ENTRETIEN AVEC JEFFRY FRIEDEN, économiste à l'Université de Harvard – « Les productions de biens stratégiques rentreront chez elles » : les voici – « L'invasion russe de l'Ukraine renforcera à la fois l'OTAN et l'UE »

Adieu mondialisation, la guerre pousse au retour des productions stratégiques : Jeffry Frieden (Harvard) prend la parole

La guerre en Ukraine a mis fin à la mondialisation telle que nous l'avons vue dominer le monde au cours des trois dernières décennies, a déclaré Larry Fink, directeur du fonds d'investissement BlackRock.
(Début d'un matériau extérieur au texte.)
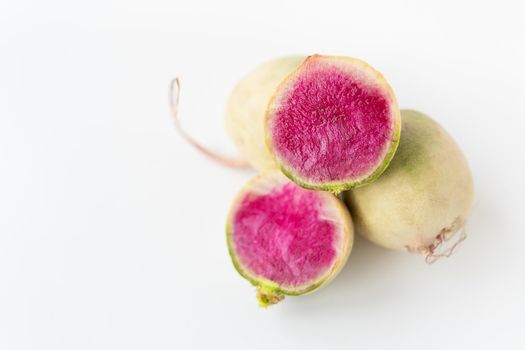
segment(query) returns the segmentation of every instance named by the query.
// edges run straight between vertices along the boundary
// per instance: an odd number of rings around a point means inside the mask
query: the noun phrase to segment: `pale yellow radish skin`
[[[226,130],[242,157],[259,172],[277,168],[264,137],[268,101],[279,83],[305,58],[287,56],[266,62],[242,78],[230,94],[226,107]]]
[[[465,224],[473,197],[467,161],[426,115],[402,110],[390,166],[374,183],[345,193],[356,229],[383,247],[433,255]]]

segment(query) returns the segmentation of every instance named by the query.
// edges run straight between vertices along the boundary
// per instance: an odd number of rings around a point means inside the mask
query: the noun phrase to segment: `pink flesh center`
[[[276,101],[271,116],[276,154],[315,182],[366,177],[392,139],[390,96],[334,65],[307,68]]]
[[[336,260],[336,228],[320,218],[322,205],[316,192],[291,183],[248,193],[233,217],[238,261],[282,286],[312,282]]]

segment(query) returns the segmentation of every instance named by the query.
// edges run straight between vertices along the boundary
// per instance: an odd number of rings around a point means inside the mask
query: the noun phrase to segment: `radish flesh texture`
[[[273,172],[241,190],[227,239],[237,270],[258,287],[260,305],[268,306],[331,280],[350,253],[353,228],[335,196],[303,189]]]
[[[388,169],[345,193],[356,230],[386,248],[432,256],[465,224],[473,197],[465,157],[428,116],[402,110],[403,133]]]
[[[308,57],[279,85],[266,139],[281,170],[302,187],[334,193],[375,180],[397,148],[395,95],[363,61]]]

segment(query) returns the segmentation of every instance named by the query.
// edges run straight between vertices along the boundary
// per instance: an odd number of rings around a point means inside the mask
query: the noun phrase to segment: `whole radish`
[[[432,262],[439,246],[465,225],[472,176],[463,153],[436,121],[412,110],[401,116],[403,133],[388,169],[373,184],[346,192],[345,199],[364,237]]]

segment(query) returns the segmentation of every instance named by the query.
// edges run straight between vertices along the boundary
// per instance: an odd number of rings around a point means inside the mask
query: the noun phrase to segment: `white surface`
[[[0,349],[523,349],[520,1],[0,2]],[[358,239],[326,288],[259,309],[232,267],[233,84],[291,53],[360,57],[475,176],[468,240],[427,266]],[[446,164],[443,164],[446,166]]]

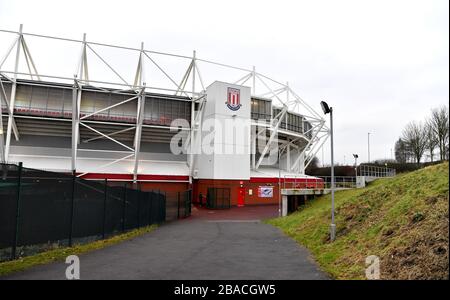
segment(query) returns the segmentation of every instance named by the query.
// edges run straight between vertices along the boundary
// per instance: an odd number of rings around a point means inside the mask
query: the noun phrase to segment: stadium
[[[305,169],[329,136],[323,117],[255,67],[22,26],[0,33],[11,40],[0,49],[2,161],[191,190],[194,203],[215,207],[278,204],[282,185],[321,182]],[[48,46],[35,55],[37,42]],[[56,68],[41,72],[49,62]]]

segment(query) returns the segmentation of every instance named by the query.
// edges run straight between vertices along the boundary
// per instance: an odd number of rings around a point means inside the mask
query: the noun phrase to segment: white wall
[[[240,92],[240,108],[231,110],[226,102],[228,88]],[[206,89],[201,133],[201,153],[197,154],[196,178],[249,179],[250,178],[250,88],[225,82],[214,82]],[[209,124],[208,128],[205,125]],[[214,135],[213,139],[211,138]],[[203,150],[213,141],[211,154]],[[200,149],[198,149],[200,150]],[[194,173],[194,174],[195,174]]]

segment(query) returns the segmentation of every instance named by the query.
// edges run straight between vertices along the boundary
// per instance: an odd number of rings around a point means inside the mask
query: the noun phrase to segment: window
[[[175,119],[185,119],[190,122],[191,103],[188,101],[146,98],[145,124],[170,125]]]
[[[270,100],[265,99],[251,99],[251,118],[254,120],[266,120],[269,121],[271,118],[271,106]]]

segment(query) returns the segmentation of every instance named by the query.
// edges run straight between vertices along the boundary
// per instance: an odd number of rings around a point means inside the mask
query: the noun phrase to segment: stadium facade
[[[0,30],[12,36],[0,61],[0,154],[25,167],[86,179],[138,183],[144,190],[227,190],[232,205],[274,204],[289,182],[316,182],[305,169],[328,138],[325,121],[288,84],[192,56]],[[75,45],[75,76],[44,74],[29,39]],[[133,82],[102,49],[134,55]],[[0,52],[1,54],[1,52]],[[117,81],[94,78],[95,58]],[[183,60],[180,73],[158,59]],[[89,63],[88,63],[89,61]],[[8,67],[9,63],[9,67]],[[166,83],[149,84],[148,65]],[[177,65],[174,63],[173,65]],[[22,66],[22,69],[21,69]],[[187,66],[187,67],[185,67]],[[208,67],[240,72],[215,78]],[[62,67],[61,67],[62,68]],[[211,69],[211,68],[209,68]],[[172,73],[171,73],[172,72]],[[219,74],[218,72],[217,74]]]

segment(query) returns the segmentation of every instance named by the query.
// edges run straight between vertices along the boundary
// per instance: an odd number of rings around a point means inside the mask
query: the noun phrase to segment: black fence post
[[[166,199],[167,199],[167,192],[164,191],[164,196],[161,198],[161,205],[160,205],[160,221],[159,223],[162,223],[166,220]],[[163,208],[163,209],[161,209]]]
[[[166,193],[164,193],[164,197],[162,197],[162,199],[161,199],[161,207],[162,207],[162,209],[160,209],[161,220],[159,222],[163,223],[166,221],[166,218],[167,218],[167,195],[166,195]]]
[[[136,187],[138,188],[137,190],[137,228],[141,227],[141,185],[139,183],[136,184]]]
[[[16,207],[16,224],[14,228],[14,242],[11,249],[11,259],[16,258],[16,252],[17,252],[17,242],[19,239],[19,219],[20,219],[20,190],[21,190],[21,183],[22,183],[22,163],[19,162],[18,170],[17,170],[17,207]]]
[[[158,199],[156,210],[156,223],[159,223],[159,219],[161,219],[161,198],[162,198],[161,190],[158,189],[158,196],[156,197],[156,199]]]
[[[105,178],[105,188],[103,191],[103,228],[102,228],[102,239],[105,239],[105,229],[106,229],[106,200],[108,198],[108,178]]]
[[[189,203],[188,203],[188,212],[189,212],[189,214],[188,214],[188,216],[190,216],[191,214],[192,214],[192,193],[193,193],[193,191],[192,190],[189,190],[188,191],[188,197],[189,197]]]
[[[123,205],[122,205],[122,232],[125,232],[125,211],[127,208],[127,183],[125,182],[123,188]]]
[[[149,194],[149,201],[150,203],[148,204],[148,225],[152,225],[152,204],[153,204],[153,190],[150,192]]]
[[[72,199],[70,200],[70,228],[69,228],[69,247],[72,247],[73,236],[73,215],[75,211],[75,185],[76,185],[76,171],[72,171]]]
[[[158,209],[157,209],[157,211],[156,211],[156,215],[157,215],[157,221],[156,221],[156,223],[160,223],[160,219],[161,219],[161,201],[162,201],[162,198],[163,198],[163,194],[161,193],[161,190],[160,189],[158,189]]]
[[[180,218],[180,192],[177,194],[177,204],[178,204],[178,210],[177,210],[177,219]]]

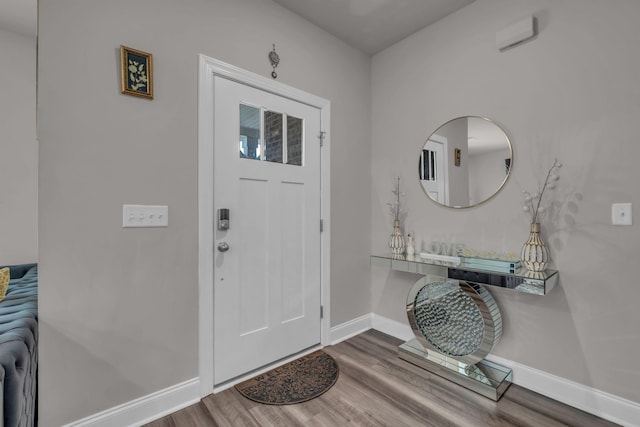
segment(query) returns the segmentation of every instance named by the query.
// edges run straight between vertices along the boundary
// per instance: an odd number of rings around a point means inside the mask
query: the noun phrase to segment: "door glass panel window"
[[[287,164],[302,166],[302,119],[287,116]]]
[[[283,162],[282,114],[274,111],[264,112],[264,159],[268,162]]]
[[[240,158],[302,166],[304,120],[240,104]]]
[[[240,104],[240,157],[260,160],[260,108]]]
[[[436,153],[432,150],[422,150],[420,157],[420,179],[423,181],[437,181],[438,171],[436,168]]]

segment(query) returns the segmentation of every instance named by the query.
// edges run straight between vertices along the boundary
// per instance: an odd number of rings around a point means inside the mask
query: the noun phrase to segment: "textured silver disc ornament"
[[[274,79],[278,78],[278,74],[276,73],[276,67],[280,63],[280,55],[276,52],[276,45],[273,45],[273,49],[269,52],[269,61],[271,62],[271,67],[273,71],[271,72],[271,77]]]
[[[502,336],[502,316],[491,294],[462,280],[418,280],[407,296],[407,317],[425,349],[465,364],[483,360]]]

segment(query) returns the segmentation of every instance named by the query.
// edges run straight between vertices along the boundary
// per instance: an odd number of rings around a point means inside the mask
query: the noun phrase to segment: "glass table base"
[[[513,378],[509,368],[488,360],[467,365],[426,350],[415,338],[398,347],[398,357],[494,401],[502,397]]]

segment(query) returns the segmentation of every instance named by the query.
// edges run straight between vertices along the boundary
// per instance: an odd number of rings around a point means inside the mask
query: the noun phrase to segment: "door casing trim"
[[[206,55],[199,55],[198,67],[198,371],[200,395],[214,392],[213,277],[214,277],[214,80],[226,79],[264,90],[320,110],[320,129],[324,141],[320,150],[320,303],[324,316],[320,322],[320,344],[330,344],[331,332],[331,103],[302,90],[270,80]],[[320,143],[320,140],[318,140]],[[320,227],[320,224],[318,224]]]

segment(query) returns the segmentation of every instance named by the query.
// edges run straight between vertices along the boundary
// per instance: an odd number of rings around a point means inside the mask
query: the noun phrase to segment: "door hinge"
[[[322,233],[324,231],[324,220],[320,220],[320,232]]]
[[[320,139],[320,147],[324,145],[324,138],[326,137],[326,135],[327,133],[325,131],[320,131],[320,135],[318,136],[318,138]]]
[[[324,319],[324,306],[320,306],[320,318]]]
Aux États-Unis, ils ont inventé le terme "friend-shoring" pour encadrer le mécanisme de retour aux sources des productions industrielles stratégiques et de haute technologie. Les risques de dépendance quasi totale dans de nombreux secteurs industriels ont déjà été vécus avec quelques frissons dans les phases les plus aiguës de la pandémie. En Italie, dans les premières semaines de Covid, nous avons eu du mal à produire de simples masques en tissu, pas exactement les derniers dérivés de la technologie liée à la physique quantique. Il y a deux mois, s'est ajouté le conflit en Ukraine qui a ramené les différentes économies régionales à devoir potentiellement penser à un avenir où le monde divise les ressources en blocs d'influence politique. En exclusivité pour FIRSTonline, l'économiste Jeffry Frieden, auteur de l'un des livres les plus cités sur l'avenir de la mondialisation, "Global Capitalism: Its Fall and Rise in the Twentieth Century, and Its Stumbles in the Twenty-first", dresse une carte actualisée pour s'orienter dans la nouvelle géographie de l'économie mondiale. Il enseigne la politique économique internationale à Harvard où il dirige le département du gouvernement.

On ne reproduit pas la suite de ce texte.